2.5 stars out of 5
I texted my buddy to see if he wanted to catch the 7:30 showing of Uncut Gems. He couldn’t, and my visit to the DMV in Jersey City went faster than expected, so I decided to see the 4:30 screening instead, freeing up my evening for a meatball parm sub and Jeopardy! I got to the theater with time to spare, even for the 10–12 minute prep time for pretzel bites.
As I patiently waited for those salty morsels, I glanced at my torn movie ticket, only to notice a time ending with a :15pm. I hurriedly opened the Bow•Tie Cinemas app, which confirmed my error: Uncut Gems began at 4:15 p.m. Here it was already 4:27, meaning previews had likely wrapped up, and my carby nuggets still weren’t ready. Miss the beginning? I hate to miss the beginning. I could practically hear Syd Field pooh-poohing the idea from beyond the grave.

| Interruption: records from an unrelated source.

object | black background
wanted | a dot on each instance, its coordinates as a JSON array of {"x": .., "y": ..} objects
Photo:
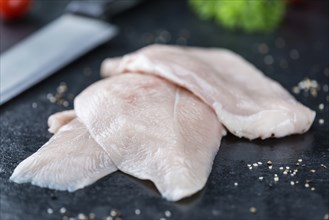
[{"x": 24, "y": 128}]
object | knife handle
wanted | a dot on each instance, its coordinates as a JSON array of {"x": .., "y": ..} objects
[{"x": 100, "y": 9}]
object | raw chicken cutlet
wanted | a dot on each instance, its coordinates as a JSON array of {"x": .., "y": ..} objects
[
  {"x": 248, "y": 103},
  {"x": 153, "y": 130},
  {"x": 70, "y": 160}
]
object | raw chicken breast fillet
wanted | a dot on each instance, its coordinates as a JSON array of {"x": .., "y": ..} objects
[
  {"x": 70, "y": 160},
  {"x": 57, "y": 120},
  {"x": 153, "y": 130},
  {"x": 248, "y": 103}
]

I looked at the app again. Knives Out was starting at 4:30. I could procure my cheese-dipping-ready baked dough, miss a few previews, and still see the whole movie. The trailer hadn’t impressed me — seemed to be trying too hard — but reviews were apparently positive. I asked the guy at the ticket counter if it was OK to switch — I didn’t want to throw off the national box-office totals. “That’s in theater 4,” he said. I started to explain about the pretzel bites and he cut me off: “You’re good, bro.”
Oh yeah, the movie. I initially thought, “I’m really going to like this.” The mansion-plus-murder mood felt just right, with tongue firmly in cheek. When I was a little guy, there was a star-packed comedy, Murder by Death, that I was too young for. But finally, I was getting my whodunnit sendup!
Even the onscreen font was perfect: 1970s mystery paperback. Christopher Plummer ideally cast as the aging detective novelist. I laughed aloud — quite a bit more than the handful of others in this late-afternoon weekday screening — at the introduction of each character: Edi Patterson (Righteous Gemstones, Vice Principals) as the maid, Toni Collette as a hippie-dippy sort reminding me of a woman I saw exaggeratedly dancing at both Outpost in the Burbs and the Hoboken Arts & Music Festival, Don Johnson — how can you not enjoy late-era Don Johnson?, and reliable freak show Michael Shannon.
Not everyone is successful in their roles. Daniel Craig, as a P.I., has a Cajun-detective accent, but refuses to ham it up. Jamie Lee Curtis, as Plummer’s daughter, doesn’t appear to be enjoying herself. Riki Lindholme (Garfunkel in the Garfunkel & Oates comedy duo) gets very little to do, as does (doesn’t?) Jaeden Martell — the main boy in IT — whose alt-right character seems to have been almost entirely left on the cutting room floor. Chris Evans, looking like a young Alec Baldwin, does have a significant part, but doesn’t really show up until deep in the film, making me wonder if he wasn’t available for the early weeks of shooting.
But my main problem: As the plot starts piling up, getting more and more convoluted, the laughs started getting farther and farther apart. Now, maybe that’s what some people want from a whodunnit, but for me it was more of a whogivesashit.